Я тоже смог пережить это зрелище только благодаря тому, что начал действовать. Улики! Здесь должны остаться следы, говорящие о многом. Конечно, мы знали, чьих рук это дело, но остальное…
Плоть была еще свежей: жертву убили совсем недавно. Отсечение конечностей производилось грубо и указывало на руку скорее жестокого дикаря, чем жреца науки. Кровь пропитала обивку кресла и протекла на ковер. На столе крови было немного, специально, чтобы усилить впечатление, ее не разбрызгивали.
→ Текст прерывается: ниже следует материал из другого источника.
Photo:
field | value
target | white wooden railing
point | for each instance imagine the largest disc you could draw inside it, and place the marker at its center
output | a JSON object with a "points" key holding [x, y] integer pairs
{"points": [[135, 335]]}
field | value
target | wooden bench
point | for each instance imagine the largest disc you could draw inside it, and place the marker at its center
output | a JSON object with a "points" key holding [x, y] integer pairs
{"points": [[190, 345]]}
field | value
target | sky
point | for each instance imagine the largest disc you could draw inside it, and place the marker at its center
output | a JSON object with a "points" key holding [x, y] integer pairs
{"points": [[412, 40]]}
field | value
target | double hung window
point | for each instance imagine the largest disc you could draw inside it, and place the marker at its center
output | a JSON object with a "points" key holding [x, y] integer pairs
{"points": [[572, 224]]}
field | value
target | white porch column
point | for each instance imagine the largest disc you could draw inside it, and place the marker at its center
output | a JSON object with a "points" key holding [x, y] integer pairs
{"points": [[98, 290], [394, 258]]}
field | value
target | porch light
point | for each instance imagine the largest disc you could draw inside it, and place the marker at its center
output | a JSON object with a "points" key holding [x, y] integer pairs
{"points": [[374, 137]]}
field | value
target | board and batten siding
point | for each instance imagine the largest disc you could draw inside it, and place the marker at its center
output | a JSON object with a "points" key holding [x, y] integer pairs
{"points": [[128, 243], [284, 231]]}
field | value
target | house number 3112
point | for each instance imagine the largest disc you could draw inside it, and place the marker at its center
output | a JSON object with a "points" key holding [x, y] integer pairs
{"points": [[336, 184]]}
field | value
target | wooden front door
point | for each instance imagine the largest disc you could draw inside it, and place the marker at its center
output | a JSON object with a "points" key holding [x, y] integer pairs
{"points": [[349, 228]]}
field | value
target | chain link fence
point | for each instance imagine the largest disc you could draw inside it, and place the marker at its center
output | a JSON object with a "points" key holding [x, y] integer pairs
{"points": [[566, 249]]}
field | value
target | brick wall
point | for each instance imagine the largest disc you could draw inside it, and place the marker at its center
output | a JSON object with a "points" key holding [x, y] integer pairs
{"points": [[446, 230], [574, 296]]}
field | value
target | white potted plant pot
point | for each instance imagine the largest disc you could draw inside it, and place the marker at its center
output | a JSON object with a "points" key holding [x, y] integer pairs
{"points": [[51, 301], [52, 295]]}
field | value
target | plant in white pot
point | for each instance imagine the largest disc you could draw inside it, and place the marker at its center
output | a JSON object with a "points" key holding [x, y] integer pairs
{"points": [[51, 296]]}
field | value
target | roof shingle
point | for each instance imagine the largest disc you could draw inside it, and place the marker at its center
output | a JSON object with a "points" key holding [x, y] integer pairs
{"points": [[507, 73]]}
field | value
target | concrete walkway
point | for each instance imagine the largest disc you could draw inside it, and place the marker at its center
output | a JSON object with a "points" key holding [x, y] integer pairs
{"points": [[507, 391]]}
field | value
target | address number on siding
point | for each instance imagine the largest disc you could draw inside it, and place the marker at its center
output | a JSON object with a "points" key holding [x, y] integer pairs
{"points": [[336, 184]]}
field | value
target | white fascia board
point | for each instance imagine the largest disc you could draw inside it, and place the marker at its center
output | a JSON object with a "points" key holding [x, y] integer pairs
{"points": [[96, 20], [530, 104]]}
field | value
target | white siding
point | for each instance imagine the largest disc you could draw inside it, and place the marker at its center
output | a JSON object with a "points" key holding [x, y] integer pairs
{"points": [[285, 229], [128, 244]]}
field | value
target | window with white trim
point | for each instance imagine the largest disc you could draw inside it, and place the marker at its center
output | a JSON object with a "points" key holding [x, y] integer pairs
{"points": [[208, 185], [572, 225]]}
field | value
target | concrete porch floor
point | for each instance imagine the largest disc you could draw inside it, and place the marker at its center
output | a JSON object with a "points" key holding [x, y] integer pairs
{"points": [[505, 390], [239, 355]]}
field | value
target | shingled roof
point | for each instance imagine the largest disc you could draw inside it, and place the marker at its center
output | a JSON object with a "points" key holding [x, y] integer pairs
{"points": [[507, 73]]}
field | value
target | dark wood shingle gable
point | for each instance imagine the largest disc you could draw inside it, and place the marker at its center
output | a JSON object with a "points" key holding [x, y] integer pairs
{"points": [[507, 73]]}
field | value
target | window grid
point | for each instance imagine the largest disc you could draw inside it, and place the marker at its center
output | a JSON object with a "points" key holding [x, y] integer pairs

При свете лампы я проследил кровавые пятна до подоконника, где, как и полагал, обнаружил грязь и прочие признаки вторжения. Распахнув оконную раму, я направил свет лампы вниз, во двор — ничего.
Потом я поглядел, нет ли крови на листьях кустов: тоже ничего. Похоже, он распаковал торс только у меня дома. Я почувствовал некоторое облегчение. Безусловно, утешение слабое, но, поскольку кровавый след не вел к моему дому, он не мог привести сюда ищеек Эбберлайна или самого инспектора. Из этого я понял: Тамблти искал не возможности повесить на меня свои преступления — скорее он добивался моей сопричастности, моего содействия в выполнении своего плана. Все это подтверждало его способность планировать. Как мы и предполагали, чего со страхом ждали.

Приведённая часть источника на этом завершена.